O centenário propriamente dito ocorreu em 9 de setembro, dia do nascimento do pesquisador e professor, em 1907, em Belo Horizonte. Dezessete anos depois o pesquisador ingressava no curso de medicina da então Universidade de Minas Gerais, hoje UFMG. Atraído logo cedo para a atividade de pesquisa, o jovem Amílcar se aproximaria do Instituto Biológico Ezequiel Dias (filial do Instituto Oswaldo Cruz) já no ano seguinte, em 1925, quando cursava o segundo ano de medicina. Hoje o Instituto se chama Fundação Ezequiel Dias, órgão estadual de pesquisa e produção de fármacos, soros e vacinas. “Seguramente, à época, era o mais importante centro de pesquisas de Minas Gerais”, garante o pesquisador Naftale Katz, do alto de seus mais de 30 anos dedicados às ciências da saúde, e autor destas informações, que constam do artigo que publica sobre o professor Amílcar no livro organizado por Lisabel Klein.


Curiosamente fundado no mesmo ano de nascimento de Amílcar, o Instituto Ezequiel Dias, conta Katz, recebia visita periódica dos grandes pesquisadores que trabalhavam no Instituto Oswaldo Cruz, no Rio de Janeiro, e também contava em seu quadro local com uma gama de pesquisadores de primeira ordem. Freqüentando um ambiente científico por excelência durante todo o curso médico, Martins também freqüentava como auxiliar acadêmico o Instituto Biológico Ezequiel Dias. “Após a formatura foi nomeado médico (pesquisador) do mesmo Instituto em 1930. Desde o início de sua carreira, Martins sempre associou o trabalho científico em um órgão de pesquisa com a universidade. De fato, de 1930 a 1935 foi sucessivamente assistente das cadeiras de fisiologia, histologia e parasitologia da Faculdade de Medicina da UFMG, concomitantemente com as atividades científicas desenvolvidas no Instituto Ezequiel Dias”, diz o artigo de Katz.

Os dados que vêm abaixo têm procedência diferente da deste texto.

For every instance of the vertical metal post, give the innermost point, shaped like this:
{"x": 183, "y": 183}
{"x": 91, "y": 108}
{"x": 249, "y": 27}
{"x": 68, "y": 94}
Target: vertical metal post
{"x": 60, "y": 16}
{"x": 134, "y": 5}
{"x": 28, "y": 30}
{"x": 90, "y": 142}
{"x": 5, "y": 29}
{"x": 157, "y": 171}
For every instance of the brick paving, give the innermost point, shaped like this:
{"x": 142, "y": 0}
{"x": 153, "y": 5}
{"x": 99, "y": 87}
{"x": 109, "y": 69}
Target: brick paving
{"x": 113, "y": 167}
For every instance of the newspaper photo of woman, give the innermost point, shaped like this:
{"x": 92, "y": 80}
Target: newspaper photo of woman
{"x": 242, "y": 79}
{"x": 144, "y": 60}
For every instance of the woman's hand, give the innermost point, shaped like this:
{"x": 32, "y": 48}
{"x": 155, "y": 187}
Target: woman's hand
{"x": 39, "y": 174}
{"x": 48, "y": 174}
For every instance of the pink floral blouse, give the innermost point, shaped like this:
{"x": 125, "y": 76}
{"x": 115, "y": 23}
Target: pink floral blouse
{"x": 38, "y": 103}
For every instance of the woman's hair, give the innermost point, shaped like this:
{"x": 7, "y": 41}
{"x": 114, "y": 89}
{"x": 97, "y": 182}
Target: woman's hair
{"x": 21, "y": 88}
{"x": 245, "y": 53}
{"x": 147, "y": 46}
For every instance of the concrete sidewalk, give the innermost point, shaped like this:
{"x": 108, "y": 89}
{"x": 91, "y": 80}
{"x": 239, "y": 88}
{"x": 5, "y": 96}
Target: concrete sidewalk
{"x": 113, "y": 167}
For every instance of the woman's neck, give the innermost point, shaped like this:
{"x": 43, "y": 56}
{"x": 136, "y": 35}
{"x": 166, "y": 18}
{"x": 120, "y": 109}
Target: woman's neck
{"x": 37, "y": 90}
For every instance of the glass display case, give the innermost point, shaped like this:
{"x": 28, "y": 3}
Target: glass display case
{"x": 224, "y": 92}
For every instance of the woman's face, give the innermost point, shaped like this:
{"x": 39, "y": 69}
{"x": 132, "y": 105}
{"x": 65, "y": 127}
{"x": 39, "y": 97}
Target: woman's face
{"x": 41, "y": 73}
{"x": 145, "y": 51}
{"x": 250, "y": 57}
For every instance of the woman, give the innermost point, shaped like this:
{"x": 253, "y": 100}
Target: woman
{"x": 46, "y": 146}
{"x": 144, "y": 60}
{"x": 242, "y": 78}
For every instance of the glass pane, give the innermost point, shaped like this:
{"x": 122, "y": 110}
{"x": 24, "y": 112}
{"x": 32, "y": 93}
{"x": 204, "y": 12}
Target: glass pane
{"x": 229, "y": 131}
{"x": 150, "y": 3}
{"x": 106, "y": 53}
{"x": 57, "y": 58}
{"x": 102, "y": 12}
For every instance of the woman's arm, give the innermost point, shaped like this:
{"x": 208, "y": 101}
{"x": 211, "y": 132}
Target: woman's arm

O pesquisador mineiro publicou 104 trabalhos científicos de 1935 a 1991, tendo o último aparecido no prelo quando já havia falecido (13 de abril de 1990). Seu primeiro trabalho científico foi publicado em 1935 e versou sobre grupos sangüíneos entre os índios botocudos do Rio Doce (Martins & Bastos 1935). “Fazendo um levantamento de suas publicações por grandes temas – registrou Katz em seu artigo –, pode-se ver que três foram principalmente as áreas onde este grande pesquisador e sanitarista esteve envolvido: esquistossomose, doença de Chagas e flebotomíneos”.


Segundo este artigo, Amílcar publicou 16 trabalhos na área de esquistossomose, especialmente sobre diagnóstico, tratamento e também caramujos, hospedeiros silvestres e distribuição geográfica; sobre doença de Chagas, 11 trabalhos versando sobre vetores e fases clínicas, especialmente a fase aguda e distribuição geográfica da doença e dos vetores; e sobre os flebotomíneos, 64 trabalhos, abrangendo a sua distribuição em todas as Américas e dando especial contribuição na descrição de dezenas de novas espécies.


“Em 1937, Martins publicou seu primeiro trabalho sobre esquistossomose”, registrou Katz. No trabalho, ele comparou o valor para o diagnóstico da busca de ovos de Schistosoma mansoni pelo método de sedimentação e concentração com o exame direto. Este trabalho foi publicado na revista Brasil-Médico, no Rio de Janeiro. A mesma revista que, em 1908, publicou a descoberta por Pirajá da Silva da esquistossomose no Brasil. “Neste trabalho e nos seguintes sobre diagnóstico, Martins faz interessante descoberta. Mostrou que autores anteriores que tentaram encontrar esquistossomose em diferentes estados brasileiros não o haviam conseguido ou o fizeram apenas em poucos casos, porque estavam utilizando o método diagnóstico errado”, registrou Katz.